All these factors contribute to airlines' massive debt loads. Companies with steady incomes might be able to pay that down, but air travel is closely tied to the cyclical nature of national economies. When times are bad, cash flow problems explode.
"The boom and bust cycle is really kind of a fundamental character of the industry," says Fitch Ratings airline analyst William Warlick. "There's no indication that big carriers are going to be able to move away from debt financing for these big assets."
Airlines also remain a point of national pride, and that too can hamper competition. Carriers partner and code-share internationally, but old-fashioned regulations still bar most foreign ownership of airlines -- which turns away many global investors.
But the industry's new realities have forced those ownership rules to be reconsidered. The Air France-KLM deal pushed the envelope, if only through an intricate merger scheme, and more pressure is likely, with Virgin's Richard Branson now plotting a path into the U.S. market.
Many U.S. carriers, though, seem happy to let the government watch their back. Pleas for help began soon after 9/11 and haven't stopped; United wants federal aid as part of its current restructuring. The airlines deserve that help, the argument usually goes, because they form the nation's transportation backbone. But as new carriers grow without help from Washington, pleas like that from legacy carriers may sound hollow.

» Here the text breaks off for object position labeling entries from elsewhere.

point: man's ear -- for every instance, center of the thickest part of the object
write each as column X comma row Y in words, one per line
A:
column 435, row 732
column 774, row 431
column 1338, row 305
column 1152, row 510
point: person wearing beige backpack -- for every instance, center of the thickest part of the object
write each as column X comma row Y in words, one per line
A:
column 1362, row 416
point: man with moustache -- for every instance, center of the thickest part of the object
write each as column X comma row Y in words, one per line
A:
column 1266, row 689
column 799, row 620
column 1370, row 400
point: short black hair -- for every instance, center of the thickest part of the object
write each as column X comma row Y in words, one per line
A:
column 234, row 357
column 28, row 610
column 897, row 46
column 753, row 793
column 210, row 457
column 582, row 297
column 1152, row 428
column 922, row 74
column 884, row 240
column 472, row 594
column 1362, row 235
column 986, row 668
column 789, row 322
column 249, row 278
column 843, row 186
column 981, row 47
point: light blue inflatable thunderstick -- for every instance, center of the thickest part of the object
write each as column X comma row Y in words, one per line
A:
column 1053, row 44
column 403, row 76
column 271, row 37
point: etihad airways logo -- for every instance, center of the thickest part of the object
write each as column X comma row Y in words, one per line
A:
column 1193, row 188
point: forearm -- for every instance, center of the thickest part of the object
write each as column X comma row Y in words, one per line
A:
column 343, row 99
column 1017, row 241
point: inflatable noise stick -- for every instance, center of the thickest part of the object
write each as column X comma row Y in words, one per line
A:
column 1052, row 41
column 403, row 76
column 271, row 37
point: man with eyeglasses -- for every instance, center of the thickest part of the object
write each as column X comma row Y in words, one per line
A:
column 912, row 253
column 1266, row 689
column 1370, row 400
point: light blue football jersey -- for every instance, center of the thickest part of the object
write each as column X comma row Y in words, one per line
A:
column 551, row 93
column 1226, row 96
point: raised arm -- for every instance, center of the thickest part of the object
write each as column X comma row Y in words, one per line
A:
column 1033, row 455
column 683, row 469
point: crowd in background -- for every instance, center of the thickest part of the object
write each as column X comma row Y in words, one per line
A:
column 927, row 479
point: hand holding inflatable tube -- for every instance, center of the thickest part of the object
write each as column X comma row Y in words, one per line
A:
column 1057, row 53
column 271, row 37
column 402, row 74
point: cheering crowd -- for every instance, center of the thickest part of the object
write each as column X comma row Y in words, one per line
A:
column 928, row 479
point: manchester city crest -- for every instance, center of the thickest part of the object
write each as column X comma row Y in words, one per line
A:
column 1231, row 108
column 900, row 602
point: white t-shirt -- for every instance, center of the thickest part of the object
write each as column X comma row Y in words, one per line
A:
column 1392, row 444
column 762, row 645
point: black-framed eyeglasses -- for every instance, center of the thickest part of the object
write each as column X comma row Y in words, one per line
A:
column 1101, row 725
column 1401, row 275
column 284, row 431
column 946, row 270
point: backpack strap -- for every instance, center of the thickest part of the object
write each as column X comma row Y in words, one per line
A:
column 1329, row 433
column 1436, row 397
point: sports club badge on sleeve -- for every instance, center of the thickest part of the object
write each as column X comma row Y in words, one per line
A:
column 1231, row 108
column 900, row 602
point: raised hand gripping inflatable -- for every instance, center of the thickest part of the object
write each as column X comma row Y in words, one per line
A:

"The government doesn't owe them a living," Levine says. "To the extent the government behaves as though it owes them a living, all it does is delay the restructuring that has to happen one way or another."
More routes to revenue
There's other ways to make money in the air, too -- in cargo, for example. While not free from economic whims, the cargo side of the business is comparatively stable. Even in 2001 and 2002, major U.S. cargo airlines turned a slight profit.
So what's the lesson? Money can be made, but in pragmatic, quotidian ways. That portends nothing good for our glamorous view of air travel -- but it's probably a savvy indication of the future.
There are other profitable models. Regional airlines, which often devise cost structures and point-to-point routes that mirror low-cost models, have come into their own. Major carriers have invested heavily in regionals, save United, which was recently devastated when regional partner Atlantic Coast Airlines severed ties. (Mixing two successful cost models, ACA recently announced plans for a low-cost regional airline, Independence Air.)
Business travelers with big expense accounts can now pay a premium for international flights tailored just to them. After a brief stumble, the corporate jet market is booming; even proverbial airline scourge Buffett put money into fractional jet firm NetJets, which is now planning transatlantic charters.
New, efficient jets are also on the way. Boeing has had a difficult few years -- huge layoffs, CEO Phil Condit quitting amid an ethical dust-up and a sales year that marked the first time ever it trailed Airbus in deliveries. (Airbus isn't free of its own ethical ruffles, namely its close ties to European governments.) But the new 7E7, poised for a go-ahead from Boeing's board, would be a major jump forward in aviation technology, integrating composite materials and providing some of the biggest changes to fleets since the 747. Airbus has major plans as well; its A380 superjumbo will be the biggest passenger jet in the sky.
Going forward, even the new lower-cost reality may not provide long-term riches. But Southwest founder Herb Kelleher, who helped figure out how to make money putting airplanes in the sky, drilled one guiding principle into employees: Their business was not about flying, it was about serving customers. Keep passengers happy and the money will follow.
In an era when air travel is struggling to find a profitable future, that may be the most rational advice of all.